Saturday, April 28, 2007

Miracles, Or Maybe Just Me

I've been thinking about miracles lately.

The other night during our small church group meeting, we got on the subject of miracles and some members talked about how they had witnessed a true miracle, while other folks...okay maybe just me, mentioned seeing miracles in almost everything.

I suppose it depends on your definition of miracle.

For example, last week I was having a long overdue lunch with my friend Gordon spending most of the time catching up on each other's families, but also some time talking about where we both were with God and church.

Since Amy and I are attending a "campus" of what is essentially a mega-church, I was explaining how I've changed some of my attitudes about huge churches, while still being wary of the potential for a loss of intimacy. I was starting to cite some specific examples of what I consider really horrifying mega-churches, when Gordon pointed out several people were being seated right next to us. Among them was the Pastor of perhaps the largest mega-church in San Antonio, who was certainly about to come up in our conversation.

It wasn't like we were eating at the most popular place in town, it was a Mexican restaurant I had never heard of, pretty much off the beaten path. The odds that this Pastor would be eating there at the exact time Gordon and I were, and while I was spouting off about churches like his...well, it was hard to chalk it up to coincidence. I didn't dwell on it, but I think it might have prompted me to lower my voice and shove some extra chips and salsa in my mouth.

Anyway, I've been sort of kicking around this idea of how we define miracles and I'm sure much to your amazement you'll be startled to realize I haven't come to any profound universal conclusions.

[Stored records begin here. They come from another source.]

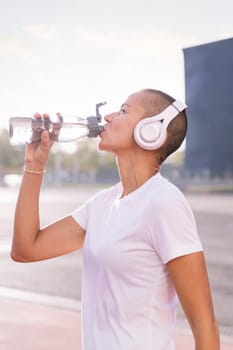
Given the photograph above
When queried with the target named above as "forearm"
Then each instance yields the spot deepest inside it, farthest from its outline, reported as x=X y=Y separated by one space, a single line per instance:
x=27 y=221
x=207 y=337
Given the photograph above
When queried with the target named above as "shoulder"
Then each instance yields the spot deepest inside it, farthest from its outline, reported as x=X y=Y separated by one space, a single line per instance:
x=166 y=192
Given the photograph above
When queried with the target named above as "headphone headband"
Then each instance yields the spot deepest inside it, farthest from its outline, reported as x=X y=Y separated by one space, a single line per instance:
x=151 y=133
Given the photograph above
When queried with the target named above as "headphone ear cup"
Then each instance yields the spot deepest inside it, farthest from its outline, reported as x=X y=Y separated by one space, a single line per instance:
x=150 y=132
x=147 y=132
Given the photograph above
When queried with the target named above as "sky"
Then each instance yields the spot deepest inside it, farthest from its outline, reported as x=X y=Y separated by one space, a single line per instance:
x=68 y=55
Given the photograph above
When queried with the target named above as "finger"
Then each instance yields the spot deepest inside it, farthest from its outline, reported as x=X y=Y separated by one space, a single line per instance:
x=45 y=139
x=37 y=115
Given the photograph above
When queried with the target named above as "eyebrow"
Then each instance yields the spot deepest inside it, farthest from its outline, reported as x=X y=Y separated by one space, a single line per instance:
x=125 y=104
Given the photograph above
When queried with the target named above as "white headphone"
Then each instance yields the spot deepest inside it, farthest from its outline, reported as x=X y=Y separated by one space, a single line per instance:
x=151 y=133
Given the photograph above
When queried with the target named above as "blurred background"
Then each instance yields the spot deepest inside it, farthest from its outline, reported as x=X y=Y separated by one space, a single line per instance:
x=67 y=56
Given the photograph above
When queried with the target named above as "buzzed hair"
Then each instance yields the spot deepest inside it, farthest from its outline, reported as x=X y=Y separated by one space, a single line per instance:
x=155 y=102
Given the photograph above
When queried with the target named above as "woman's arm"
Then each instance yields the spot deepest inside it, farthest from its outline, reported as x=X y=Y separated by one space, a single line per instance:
x=30 y=242
x=190 y=278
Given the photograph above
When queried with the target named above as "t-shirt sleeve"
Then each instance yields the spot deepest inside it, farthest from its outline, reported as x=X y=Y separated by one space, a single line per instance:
x=80 y=215
x=173 y=229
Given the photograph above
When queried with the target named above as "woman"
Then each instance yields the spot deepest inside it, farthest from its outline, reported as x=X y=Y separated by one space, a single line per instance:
x=139 y=239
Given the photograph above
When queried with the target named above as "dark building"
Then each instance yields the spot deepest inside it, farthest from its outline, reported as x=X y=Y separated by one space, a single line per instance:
x=209 y=95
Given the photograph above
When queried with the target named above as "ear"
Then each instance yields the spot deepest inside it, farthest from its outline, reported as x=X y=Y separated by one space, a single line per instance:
x=151 y=133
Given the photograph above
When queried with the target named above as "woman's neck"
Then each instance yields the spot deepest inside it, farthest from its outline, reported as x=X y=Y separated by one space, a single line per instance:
x=134 y=171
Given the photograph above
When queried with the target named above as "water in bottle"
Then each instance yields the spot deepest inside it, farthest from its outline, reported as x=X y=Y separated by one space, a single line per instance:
x=24 y=130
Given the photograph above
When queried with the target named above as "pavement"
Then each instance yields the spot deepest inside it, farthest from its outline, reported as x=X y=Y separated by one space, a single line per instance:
x=30 y=326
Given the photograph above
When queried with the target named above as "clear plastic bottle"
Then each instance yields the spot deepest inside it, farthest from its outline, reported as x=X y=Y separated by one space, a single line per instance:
x=24 y=130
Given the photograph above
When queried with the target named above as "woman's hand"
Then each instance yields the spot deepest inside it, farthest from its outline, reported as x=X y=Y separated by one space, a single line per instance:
x=36 y=154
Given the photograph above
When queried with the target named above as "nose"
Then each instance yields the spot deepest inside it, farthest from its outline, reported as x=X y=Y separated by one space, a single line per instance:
x=109 y=117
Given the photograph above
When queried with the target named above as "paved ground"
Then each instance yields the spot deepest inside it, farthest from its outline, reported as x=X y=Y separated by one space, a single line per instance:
x=39 y=302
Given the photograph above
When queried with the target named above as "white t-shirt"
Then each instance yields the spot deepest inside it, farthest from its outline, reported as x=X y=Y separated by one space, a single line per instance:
x=128 y=299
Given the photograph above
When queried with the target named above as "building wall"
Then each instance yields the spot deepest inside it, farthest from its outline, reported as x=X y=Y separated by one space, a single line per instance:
x=209 y=95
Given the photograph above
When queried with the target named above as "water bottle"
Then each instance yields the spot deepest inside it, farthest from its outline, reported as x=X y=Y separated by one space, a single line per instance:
x=25 y=130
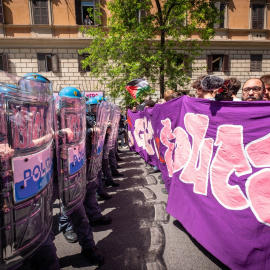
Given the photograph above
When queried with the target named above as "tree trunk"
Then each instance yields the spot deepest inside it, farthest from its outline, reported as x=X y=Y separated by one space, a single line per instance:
x=162 y=66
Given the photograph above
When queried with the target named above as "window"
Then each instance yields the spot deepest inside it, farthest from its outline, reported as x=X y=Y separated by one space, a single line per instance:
x=1 y=12
x=257 y=11
x=141 y=14
x=218 y=63
x=47 y=62
x=81 y=10
x=40 y=9
x=80 y=58
x=183 y=59
x=256 y=62
x=4 y=62
x=221 y=6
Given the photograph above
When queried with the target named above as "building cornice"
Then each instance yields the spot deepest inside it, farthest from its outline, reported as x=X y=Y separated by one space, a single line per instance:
x=84 y=42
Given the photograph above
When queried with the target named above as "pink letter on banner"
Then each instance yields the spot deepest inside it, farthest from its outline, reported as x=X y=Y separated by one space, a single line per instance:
x=258 y=192
x=197 y=169
x=131 y=140
x=258 y=152
x=138 y=127
x=182 y=148
x=166 y=134
x=230 y=157
x=258 y=184
x=148 y=136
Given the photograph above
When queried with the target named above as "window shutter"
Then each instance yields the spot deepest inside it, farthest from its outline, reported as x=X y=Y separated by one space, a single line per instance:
x=217 y=5
x=222 y=17
x=1 y=12
x=40 y=11
x=78 y=12
x=41 y=62
x=80 y=58
x=96 y=9
x=256 y=62
x=186 y=63
x=260 y=17
x=5 y=62
x=209 y=63
x=257 y=16
x=225 y=64
x=55 y=63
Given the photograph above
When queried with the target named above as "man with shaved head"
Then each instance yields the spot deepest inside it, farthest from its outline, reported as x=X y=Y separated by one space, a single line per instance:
x=266 y=80
x=253 y=90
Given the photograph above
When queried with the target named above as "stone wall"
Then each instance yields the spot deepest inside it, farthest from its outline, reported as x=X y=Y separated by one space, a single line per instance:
x=22 y=61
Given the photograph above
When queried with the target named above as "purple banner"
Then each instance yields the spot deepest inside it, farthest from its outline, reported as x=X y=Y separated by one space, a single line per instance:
x=215 y=160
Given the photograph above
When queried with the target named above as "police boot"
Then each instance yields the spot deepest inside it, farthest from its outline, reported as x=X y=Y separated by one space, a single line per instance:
x=116 y=173
x=104 y=196
x=101 y=221
x=94 y=255
x=119 y=159
x=70 y=236
x=111 y=183
x=153 y=171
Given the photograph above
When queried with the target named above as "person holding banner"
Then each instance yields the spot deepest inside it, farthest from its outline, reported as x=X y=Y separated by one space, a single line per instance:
x=253 y=90
x=266 y=80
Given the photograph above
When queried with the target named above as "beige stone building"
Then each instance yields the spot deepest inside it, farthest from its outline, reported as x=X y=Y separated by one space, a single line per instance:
x=43 y=36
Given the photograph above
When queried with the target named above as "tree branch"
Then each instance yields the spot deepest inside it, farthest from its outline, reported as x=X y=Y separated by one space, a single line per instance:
x=169 y=11
x=161 y=22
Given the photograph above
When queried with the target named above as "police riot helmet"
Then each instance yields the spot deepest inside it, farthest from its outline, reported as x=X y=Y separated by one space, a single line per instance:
x=70 y=92
x=100 y=98
x=34 y=82
x=92 y=101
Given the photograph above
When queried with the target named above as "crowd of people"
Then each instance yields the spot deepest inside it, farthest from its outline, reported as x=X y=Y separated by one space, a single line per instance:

I do wonder though if perhaps we are guilty of overlooking an awful lot of miracles because we're sort of conditioned to equate the term "miracle" with big "gee whiz" kind of stuff. You know, parting the Red Sea, raising Lazarus from the dead, the cable guy showing up when promised...

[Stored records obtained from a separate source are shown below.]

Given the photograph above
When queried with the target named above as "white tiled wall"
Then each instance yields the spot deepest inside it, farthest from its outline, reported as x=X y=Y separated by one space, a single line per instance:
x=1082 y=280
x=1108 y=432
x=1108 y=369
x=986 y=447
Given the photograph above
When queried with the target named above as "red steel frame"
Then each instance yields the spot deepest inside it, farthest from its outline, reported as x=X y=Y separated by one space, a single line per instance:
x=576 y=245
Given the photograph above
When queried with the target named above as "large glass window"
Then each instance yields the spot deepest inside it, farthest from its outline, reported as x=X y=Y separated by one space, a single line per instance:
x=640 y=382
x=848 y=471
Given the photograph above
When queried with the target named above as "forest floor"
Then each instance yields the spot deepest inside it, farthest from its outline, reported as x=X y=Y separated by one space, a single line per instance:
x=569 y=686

I personally believe we miss an abundance of miracles every day as a result.

For example, I recently stumbled across a mention in something I was reading about the ductus arteriosus.

Yeah, I know that sounds like some type of painful disorder the details of which you hope anyone who suffers from will keep to themselves...but actually it's not an ailment at all...it's a body part, which disappears.

Yes, that's also something I believe most of us hope doesn't happen. I'm with you on that one, I'd like to think I'll hang onto as many of my body parts as possible for as long as possible, but for almost all of us our "ductus arteriosus" ceases to function within hours or days of our being born.

No, it's not cut off by baby doctors or as part of any religious ritual...it goes away naturally.

I'm not an expert by any means but essentially the ductus arteriosus is a little flap or bypass vessel in unborn babies. Its sole purpose, to my understanding, is to block blood from the baby's mother from going to her unborn child's lungs. Unborn children's lungs are already filled with fluid and they get their oxygen from their mom while they're in the womb.

When a baby is born, the dynamic obviously changes. Now the kid must start to use its lungs to get oxygen into the blood.

With me so far?

For almost all of us that little ductus arteriosus starts to shrink when we take our first breath. There are all sorts of things at play in this process, you can go all Wikipedia on me if you want a more precise explanation, but the gist as I glean it is that with that first breath, your ductus arteriosus gets whapped by another muscle that stops it from doing the one job it has been doing for the past nine months or so. Not only does your ductus arteriosus begin to seal itself off, but that one little muscle whose apparent only job is to slap your ductus arteriosus into going into hiding, disintegrates. Your body absorbs it..its purpose in your life is fulfilled.

Again, I was lucky to pass high school biology and I'm not certain to this day I have all the basics of anatomy figured out, so this is way over simplified I'm sure.

Still, that's pretty amazing right?

I'm not alone in thinking how that process is precisely perfect am I?

I mean if that one little action of ductus ateriosus interruptus (okay, I made that up) didn't occur none of us would be able to survive for very long after birth without surgical intervention.

Sometimes that does happen - you learn that when you Google ductus arteriosus - but for almost all of us no doctor has to get involved beyond perhaps giving us a slap on our newborn fannies.

Maybe I'm reading too much into it. I mean the whole birth thing is a miracle from start to finish in my book, so looking for miracles within miracles might be sort of like staring into a fire for too long...

Still, whether it's a mega-church Pastor sitting down next to you while you're about to start ranting about mega-churches -which has only happened once in my lifetime, or some little thing that happens every day, thousands of times all over the world in almost everyone's lifetime...I wonder if I'm not guilty of too often trying to see the "holy" and overlooking the "humble."